仙台市と包括連携協定を締結する東京海上日動、七十七銀行をはじめとする10事業者が「Xross Innovation BOSAI」に参画。電通は、仙台市、東京海上日動とともに、コンソーシアムの事業運営を担当。


仙台市が先頭に立ち、東京海上日動や電通グループが手を組んで発足した「Xross Innovation BOSAI」。

分野や世代、地域や国境を超えて、さまざまな経験から得た知恵や行動が“X(クロス・交差)”し、新たな価値を生み出す共創コンソーシアムとして2025年8月に誕生しました。


本コンソーシアムでは、参画する多数のステークホルダーが有する知見や事業基盤などを生かし、地域の防災・減災に資する取り組みを多数創出することを目指しています。また、テーマごとに分科会を設け、企業同士が連携しながら具体的な取り組みを進めているのも特徴です。

そこで今回はコンソーシアム運営の中核を担う分科会の取り組みにフォーカス。
これまで行政が中心だった防災・減災への取り組みを、どのように企業主体へと転換し、企業や地域住民が当事者として関わる地域社会を構築していくのか――。
「Xross Innovation BOSAI」の事業運営をけん引する仙台市と、分科会の幹事企業である七十七銀行に加え、東京海上日動、電通の4者が、防災×経済循環の仕組みについて語り合いました。

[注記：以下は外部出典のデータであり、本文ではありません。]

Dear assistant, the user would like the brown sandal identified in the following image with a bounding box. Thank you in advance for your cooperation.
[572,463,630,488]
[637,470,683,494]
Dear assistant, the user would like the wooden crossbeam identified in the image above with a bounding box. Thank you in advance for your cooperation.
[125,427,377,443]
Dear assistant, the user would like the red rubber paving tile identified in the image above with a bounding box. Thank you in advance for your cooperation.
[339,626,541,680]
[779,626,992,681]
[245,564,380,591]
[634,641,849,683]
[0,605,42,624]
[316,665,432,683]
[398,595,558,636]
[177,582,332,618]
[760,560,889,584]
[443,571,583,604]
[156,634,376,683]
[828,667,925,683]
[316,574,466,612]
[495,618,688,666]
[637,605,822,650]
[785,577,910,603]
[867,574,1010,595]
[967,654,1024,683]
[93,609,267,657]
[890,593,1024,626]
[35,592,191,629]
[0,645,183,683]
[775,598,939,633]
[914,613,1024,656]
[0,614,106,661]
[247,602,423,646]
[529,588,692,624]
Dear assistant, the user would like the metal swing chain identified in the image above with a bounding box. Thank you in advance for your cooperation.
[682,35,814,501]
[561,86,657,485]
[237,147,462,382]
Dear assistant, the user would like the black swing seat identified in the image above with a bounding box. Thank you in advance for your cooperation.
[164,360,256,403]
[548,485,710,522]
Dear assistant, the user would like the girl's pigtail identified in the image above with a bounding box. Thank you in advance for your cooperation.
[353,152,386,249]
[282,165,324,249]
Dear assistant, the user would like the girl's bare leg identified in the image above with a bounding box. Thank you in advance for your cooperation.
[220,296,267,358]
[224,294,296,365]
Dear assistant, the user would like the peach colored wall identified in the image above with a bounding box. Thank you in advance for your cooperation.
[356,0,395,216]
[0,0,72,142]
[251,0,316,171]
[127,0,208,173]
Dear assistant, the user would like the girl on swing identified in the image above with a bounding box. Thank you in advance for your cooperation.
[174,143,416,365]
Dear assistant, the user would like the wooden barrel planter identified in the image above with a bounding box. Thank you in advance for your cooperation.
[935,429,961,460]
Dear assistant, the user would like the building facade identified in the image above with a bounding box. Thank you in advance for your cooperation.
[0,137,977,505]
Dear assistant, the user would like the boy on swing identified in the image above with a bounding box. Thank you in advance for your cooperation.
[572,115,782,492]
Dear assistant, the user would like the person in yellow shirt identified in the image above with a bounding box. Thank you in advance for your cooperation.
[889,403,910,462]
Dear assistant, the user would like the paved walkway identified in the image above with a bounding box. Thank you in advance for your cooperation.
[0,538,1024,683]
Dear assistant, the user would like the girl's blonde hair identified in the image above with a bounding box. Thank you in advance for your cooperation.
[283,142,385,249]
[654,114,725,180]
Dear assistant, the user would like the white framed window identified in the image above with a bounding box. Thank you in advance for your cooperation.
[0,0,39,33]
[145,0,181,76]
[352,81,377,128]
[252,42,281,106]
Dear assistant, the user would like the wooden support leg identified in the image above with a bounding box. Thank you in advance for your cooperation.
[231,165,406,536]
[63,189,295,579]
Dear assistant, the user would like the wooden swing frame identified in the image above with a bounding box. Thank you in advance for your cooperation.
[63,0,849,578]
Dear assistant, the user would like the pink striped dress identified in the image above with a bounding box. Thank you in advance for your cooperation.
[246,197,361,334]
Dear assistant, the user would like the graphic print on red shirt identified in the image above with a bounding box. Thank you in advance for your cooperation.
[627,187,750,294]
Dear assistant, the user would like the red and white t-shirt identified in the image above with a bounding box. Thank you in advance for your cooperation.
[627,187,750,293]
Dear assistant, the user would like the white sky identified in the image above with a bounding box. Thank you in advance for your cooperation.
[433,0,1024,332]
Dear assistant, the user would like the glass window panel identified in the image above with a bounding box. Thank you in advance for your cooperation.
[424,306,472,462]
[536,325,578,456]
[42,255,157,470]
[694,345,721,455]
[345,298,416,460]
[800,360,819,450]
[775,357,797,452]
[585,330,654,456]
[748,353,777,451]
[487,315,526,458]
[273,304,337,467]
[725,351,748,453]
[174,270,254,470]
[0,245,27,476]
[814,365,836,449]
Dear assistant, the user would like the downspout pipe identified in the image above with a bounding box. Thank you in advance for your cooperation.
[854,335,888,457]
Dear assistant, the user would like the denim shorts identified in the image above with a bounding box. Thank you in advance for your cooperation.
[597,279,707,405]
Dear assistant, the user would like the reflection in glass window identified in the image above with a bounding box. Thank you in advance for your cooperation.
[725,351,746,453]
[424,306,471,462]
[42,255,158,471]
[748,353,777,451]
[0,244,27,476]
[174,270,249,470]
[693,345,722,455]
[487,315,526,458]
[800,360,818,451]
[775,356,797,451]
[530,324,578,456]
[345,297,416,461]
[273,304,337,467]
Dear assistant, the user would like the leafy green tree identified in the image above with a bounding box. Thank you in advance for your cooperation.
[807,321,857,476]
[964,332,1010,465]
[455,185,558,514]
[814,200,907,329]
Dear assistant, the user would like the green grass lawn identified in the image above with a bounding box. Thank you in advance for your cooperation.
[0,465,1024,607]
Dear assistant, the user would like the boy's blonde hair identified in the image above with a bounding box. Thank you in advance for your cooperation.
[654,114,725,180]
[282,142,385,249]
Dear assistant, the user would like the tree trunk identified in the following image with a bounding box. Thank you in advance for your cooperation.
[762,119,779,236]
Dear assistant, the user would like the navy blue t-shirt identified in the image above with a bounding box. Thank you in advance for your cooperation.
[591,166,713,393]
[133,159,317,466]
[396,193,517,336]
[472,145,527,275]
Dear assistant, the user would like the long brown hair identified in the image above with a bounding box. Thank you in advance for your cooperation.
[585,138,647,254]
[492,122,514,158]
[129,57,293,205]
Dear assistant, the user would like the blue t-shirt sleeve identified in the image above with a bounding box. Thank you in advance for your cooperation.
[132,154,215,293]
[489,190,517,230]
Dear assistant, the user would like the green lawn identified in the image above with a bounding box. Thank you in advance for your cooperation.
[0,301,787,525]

なお本連載では、地域の社会課題の解決に産学官金民で取り組む意義やその可能性、また、B2B2S(Business to Business to Society)型の事業を推進する際のヒントをひもときます。

強固な顧客基盤を生かし、企業の防災意識を底上げする

三浦(電通):本日は、七十七銀行さんが幹事企業となり運営されている分科会③について深掘りしていきたいと思います。まずは、七十七銀行さんが、「Xross Innovation BOSAI」に参画された背景からお聞かせいただけますでしょうか。

七十七銀行 鈴木氏

鈴木(七十七銀行):当行は仙台市と2019年9月に包括連携協定を締結し、幅広い分野で連携し協力をすることを前提としたパートナーシップを構築しています。こうした背景のもと、地域課題の解決に向けた「Xross Innovation BOSAI」に参画することになりました。本コンソーシアムは世界的にみても非常に新しい取り組みであり、企業が課題解決に活用できるアセットを持ち寄り、地域の課題解決に取り組んでいくという考え方には大きな可能性を感じています。参画を通じて私たちとしても学びが得られるのではという期待もありました。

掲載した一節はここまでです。